Denison University Psychology Department welcomes Kantor Speaker Professor of Psychology and head of the Visual Cognitions Lab at University of Illinois Daniel Simons, presenting Do “Brain Training” Programs Work?
In 2014, a large group of scientists released a “consensus” letter stating that there is little or no evidence for real cognitive benefits from brain games.
Shortly afterward, a group of brain training proponents released their own letter touting the extensive evidence
for everyday benefits of cognitive training!
How could two groups of scientists examine the same literature and come to conflicting “consensus” views about the effectiveness of brain training?
Simons presents the results of a comprehensive evaluation of all evidence cited by leading brain training companies and proponents as support for the benefits of brain training. Our team found that practicing a brain training game does make you better at that game, but we found almost no compelling evidence that such games improve everyday cognition or limit the effects of cognitive aging.
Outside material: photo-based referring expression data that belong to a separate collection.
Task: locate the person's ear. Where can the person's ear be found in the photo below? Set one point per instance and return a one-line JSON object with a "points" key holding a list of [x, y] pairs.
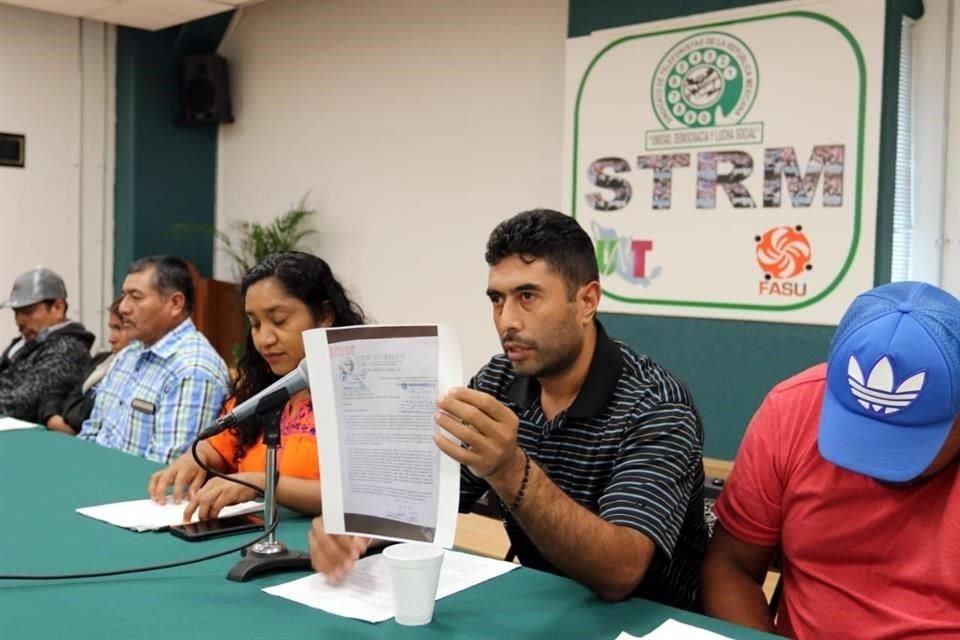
{"points": [[177, 301]]}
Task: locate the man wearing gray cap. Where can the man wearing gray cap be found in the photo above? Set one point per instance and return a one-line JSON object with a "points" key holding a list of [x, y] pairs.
{"points": [[40, 367]]}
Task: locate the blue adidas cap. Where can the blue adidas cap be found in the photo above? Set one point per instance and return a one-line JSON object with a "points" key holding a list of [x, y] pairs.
{"points": [[893, 381]]}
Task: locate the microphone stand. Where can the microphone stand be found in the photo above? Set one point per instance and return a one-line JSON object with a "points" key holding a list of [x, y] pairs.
{"points": [[270, 554]]}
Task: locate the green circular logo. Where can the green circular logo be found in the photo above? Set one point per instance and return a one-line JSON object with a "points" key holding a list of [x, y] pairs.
{"points": [[707, 80]]}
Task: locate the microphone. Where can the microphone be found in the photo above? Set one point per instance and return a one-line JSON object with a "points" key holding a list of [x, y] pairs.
{"points": [[274, 395]]}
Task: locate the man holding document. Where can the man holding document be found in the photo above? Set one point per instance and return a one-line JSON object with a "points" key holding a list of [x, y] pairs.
{"points": [[594, 451]]}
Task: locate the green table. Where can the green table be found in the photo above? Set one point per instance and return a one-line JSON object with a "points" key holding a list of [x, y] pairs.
{"points": [[45, 476]]}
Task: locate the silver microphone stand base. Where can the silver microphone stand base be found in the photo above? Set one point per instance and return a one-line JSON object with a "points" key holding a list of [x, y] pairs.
{"points": [[268, 558]]}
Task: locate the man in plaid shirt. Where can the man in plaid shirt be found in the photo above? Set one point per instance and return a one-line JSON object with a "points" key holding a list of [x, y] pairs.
{"points": [[169, 382]]}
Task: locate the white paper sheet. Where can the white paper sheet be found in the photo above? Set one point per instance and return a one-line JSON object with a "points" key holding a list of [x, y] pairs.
{"points": [[365, 594], [12, 424], [147, 515], [674, 630], [374, 393]]}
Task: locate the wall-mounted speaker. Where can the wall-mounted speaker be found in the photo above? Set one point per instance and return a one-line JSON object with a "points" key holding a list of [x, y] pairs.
{"points": [[204, 91]]}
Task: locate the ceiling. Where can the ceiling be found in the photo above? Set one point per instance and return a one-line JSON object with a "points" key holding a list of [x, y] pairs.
{"points": [[142, 14]]}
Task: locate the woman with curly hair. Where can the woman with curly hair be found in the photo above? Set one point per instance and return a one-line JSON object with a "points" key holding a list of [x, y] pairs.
{"points": [[283, 296]]}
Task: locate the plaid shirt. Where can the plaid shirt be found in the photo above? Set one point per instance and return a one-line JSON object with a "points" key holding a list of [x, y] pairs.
{"points": [[153, 401]]}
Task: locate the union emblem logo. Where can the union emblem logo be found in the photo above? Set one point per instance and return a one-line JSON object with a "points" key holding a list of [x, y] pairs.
{"points": [[784, 252]]}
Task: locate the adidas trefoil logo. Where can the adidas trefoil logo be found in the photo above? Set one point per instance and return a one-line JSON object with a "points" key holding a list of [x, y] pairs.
{"points": [[876, 392]]}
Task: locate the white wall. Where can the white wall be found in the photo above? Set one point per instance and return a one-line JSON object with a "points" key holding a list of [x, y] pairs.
{"points": [[416, 126], [56, 87]]}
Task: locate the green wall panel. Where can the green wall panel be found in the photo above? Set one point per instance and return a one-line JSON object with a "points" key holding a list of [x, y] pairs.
{"points": [[730, 365]]}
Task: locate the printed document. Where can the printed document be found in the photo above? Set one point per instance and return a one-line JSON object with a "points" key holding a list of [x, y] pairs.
{"points": [[147, 515], [366, 593]]}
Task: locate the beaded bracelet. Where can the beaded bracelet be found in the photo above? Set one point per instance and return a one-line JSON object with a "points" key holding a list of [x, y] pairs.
{"points": [[523, 483]]}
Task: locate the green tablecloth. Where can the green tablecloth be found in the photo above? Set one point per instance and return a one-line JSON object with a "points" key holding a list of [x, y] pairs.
{"points": [[45, 476]]}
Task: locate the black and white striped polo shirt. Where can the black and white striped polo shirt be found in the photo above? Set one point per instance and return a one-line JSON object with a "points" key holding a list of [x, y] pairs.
{"points": [[629, 448]]}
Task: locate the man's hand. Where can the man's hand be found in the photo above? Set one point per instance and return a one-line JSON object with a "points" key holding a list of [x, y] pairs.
{"points": [[334, 555], [184, 475], [219, 493], [487, 428]]}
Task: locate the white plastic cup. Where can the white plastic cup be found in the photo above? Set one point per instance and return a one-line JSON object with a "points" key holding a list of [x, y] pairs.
{"points": [[415, 574]]}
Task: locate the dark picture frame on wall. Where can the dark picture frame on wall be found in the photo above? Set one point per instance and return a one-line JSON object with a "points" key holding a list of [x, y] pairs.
{"points": [[12, 149]]}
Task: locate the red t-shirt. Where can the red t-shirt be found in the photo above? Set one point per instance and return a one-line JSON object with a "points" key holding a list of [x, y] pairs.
{"points": [[860, 560]]}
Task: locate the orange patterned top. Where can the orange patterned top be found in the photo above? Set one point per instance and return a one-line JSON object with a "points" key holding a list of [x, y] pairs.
{"points": [[297, 456]]}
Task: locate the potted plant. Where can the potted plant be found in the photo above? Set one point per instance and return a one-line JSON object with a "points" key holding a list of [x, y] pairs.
{"points": [[251, 242]]}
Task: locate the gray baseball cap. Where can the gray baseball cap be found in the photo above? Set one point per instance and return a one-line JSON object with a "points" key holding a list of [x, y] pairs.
{"points": [[35, 286]]}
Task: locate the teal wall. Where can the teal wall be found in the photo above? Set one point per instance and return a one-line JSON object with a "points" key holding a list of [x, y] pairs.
{"points": [[730, 365], [166, 175]]}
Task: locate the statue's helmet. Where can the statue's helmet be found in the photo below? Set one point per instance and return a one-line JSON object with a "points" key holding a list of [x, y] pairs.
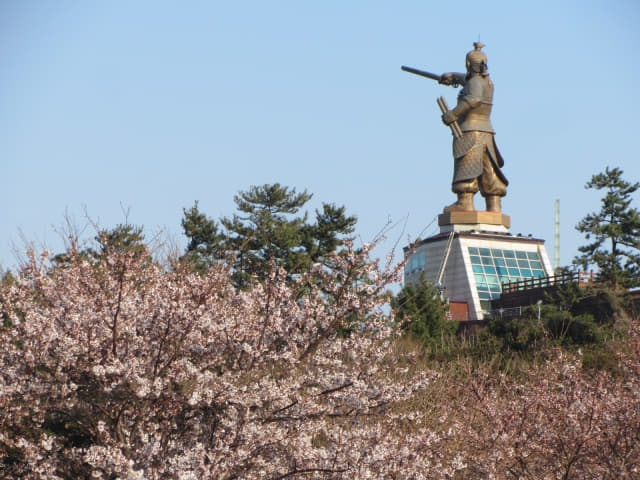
{"points": [[477, 60]]}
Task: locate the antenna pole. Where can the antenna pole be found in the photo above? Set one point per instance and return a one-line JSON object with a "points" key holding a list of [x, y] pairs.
{"points": [[556, 240]]}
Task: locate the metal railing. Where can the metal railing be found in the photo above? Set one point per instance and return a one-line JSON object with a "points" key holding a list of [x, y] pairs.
{"points": [[579, 277]]}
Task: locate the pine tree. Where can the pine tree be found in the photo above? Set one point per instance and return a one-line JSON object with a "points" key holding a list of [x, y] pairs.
{"points": [[614, 231], [421, 313], [205, 241], [269, 230]]}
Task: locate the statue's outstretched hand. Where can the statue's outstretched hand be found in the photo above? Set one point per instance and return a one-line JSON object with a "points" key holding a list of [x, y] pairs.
{"points": [[449, 117], [447, 79]]}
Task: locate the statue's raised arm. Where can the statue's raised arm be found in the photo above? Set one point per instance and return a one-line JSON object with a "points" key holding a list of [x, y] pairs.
{"points": [[452, 79]]}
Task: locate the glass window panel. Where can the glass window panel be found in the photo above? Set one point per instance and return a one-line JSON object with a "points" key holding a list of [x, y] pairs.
{"points": [[485, 305], [492, 279]]}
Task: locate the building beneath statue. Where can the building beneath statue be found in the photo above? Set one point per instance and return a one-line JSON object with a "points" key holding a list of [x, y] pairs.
{"points": [[472, 257]]}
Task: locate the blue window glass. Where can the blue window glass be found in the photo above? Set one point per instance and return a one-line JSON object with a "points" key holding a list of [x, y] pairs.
{"points": [[485, 305], [493, 267]]}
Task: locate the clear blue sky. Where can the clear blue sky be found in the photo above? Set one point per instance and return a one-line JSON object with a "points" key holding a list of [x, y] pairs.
{"points": [[151, 105]]}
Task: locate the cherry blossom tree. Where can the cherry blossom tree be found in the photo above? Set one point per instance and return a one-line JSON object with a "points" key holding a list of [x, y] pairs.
{"points": [[113, 367]]}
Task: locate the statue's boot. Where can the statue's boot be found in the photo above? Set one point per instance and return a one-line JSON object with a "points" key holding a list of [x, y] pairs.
{"points": [[493, 203], [465, 202]]}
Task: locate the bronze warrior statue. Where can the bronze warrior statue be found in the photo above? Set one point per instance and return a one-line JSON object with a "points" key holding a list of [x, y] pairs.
{"points": [[477, 160]]}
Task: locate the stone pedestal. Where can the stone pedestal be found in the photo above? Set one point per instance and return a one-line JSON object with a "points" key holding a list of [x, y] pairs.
{"points": [[481, 221]]}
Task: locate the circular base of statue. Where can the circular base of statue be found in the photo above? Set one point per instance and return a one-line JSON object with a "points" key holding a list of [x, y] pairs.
{"points": [[479, 220]]}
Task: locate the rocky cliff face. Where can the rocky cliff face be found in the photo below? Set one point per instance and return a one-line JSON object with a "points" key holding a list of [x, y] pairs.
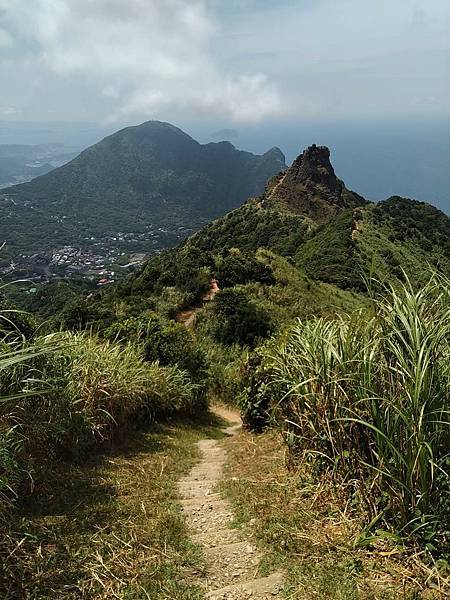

Simon discusses the state of the evidence, and the changes to scientific standards that are needed to improve how such interventions are conducted and how their results are interpreted.
Simon’s research explores the limits of awareness and memory, the reasons why we often are unaware of those limits, and the implications of such limits for our personal and professional lives. In 2010, he and his colleague Christopher Chabris co-authored the New York Times bestseller, “The Invisible Gorilla.”